Hits are subcontracted with the parties only communicating online, Stockholm University criminology professor Sven Granath told AFP.
“The group chats have adventurous and exciting names, like “bombing today” and “who wants to shoot someone in Stockholm”,” Lisa dos Santos, a Swedish prosecutor, told The Telegraph. “It’s not like before, when they used encrypted phones on a closed network. Now you can take a gang job on Snapchat.”
Santos relayed a recent case where a 16-year-old killed a father of two and then tried to kill his wife and children.
“It’s so brutal that you can hardly believe it,” Ms de Santos told the newspaper. “The father was shot lying on the couch, the mother was shot in the back. She was a doctor, so she tried to save herself and the child, and they both survived. I would say that’s the worst thing I’ve ever had in my career.”
Gangs are even recruiting girls or children with mental disabilities – so that victims will likely not see them coming.
Others recruit in person, seeking out kids hanging around in their neighbourhoods.
Granath said the children who are recruited are often struggling in school, have addiction problems or attention deficit disorders, or have already been in trouble with the law.
“They are recruited into conflicts they have no connection to – they’re just mercenaries,” he said, adding that they haven’t necessarily been a member of a gang before.
Ruthless exploitation
Some children even seek out the contracts, according to a report from the National Council for Crime Prevention (BRA), as they look for cash, an adrenaline rush, recognition or a sense of belonging.
They’re drawn in by flashy clothes as well as the promise of undying loyalty, experts say.
“Nowadays everybody wants to be a murderer,” Viktor Grewe, a 25-year-old former gang member who had his first run-in with police when he was 13, told AFP.
“It’s incredibly sad to see that this is what kids aspire to,” he said, with some “crimfluencers” glorify criminal lifestyles on TikTok.
There is a “ruthless exploitation of young people”, Tony Quiroga, a police commander in Orebro, west of Stockholm, told AFP.
The criminal subcontractors “don’t want to take any risks themselves”, he said, protecting both themselves and those higher up the chain.

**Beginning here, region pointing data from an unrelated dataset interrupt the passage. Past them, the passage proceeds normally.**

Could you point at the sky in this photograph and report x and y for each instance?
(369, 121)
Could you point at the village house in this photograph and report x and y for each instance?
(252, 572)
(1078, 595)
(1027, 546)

“They hide behind pseudonyms on social media and put several filters between themselves and the culprit.”
In Orebro, volunteers patrol the streets of disadvantaged neighbourhoods to talk to youths about the risks of falling under the gangs’ control.
Grewe, who turned his back on gang life when he was 22, said young criminals don’t expect to live beyond the age of 25.
According to a recent BRA report, recruiting kids is part of the gangs’ business model, where children recruit even younger children – and once they’re in, it’s hard to leave.
Quiroga despaired that the police are up against conflicts “that never end”.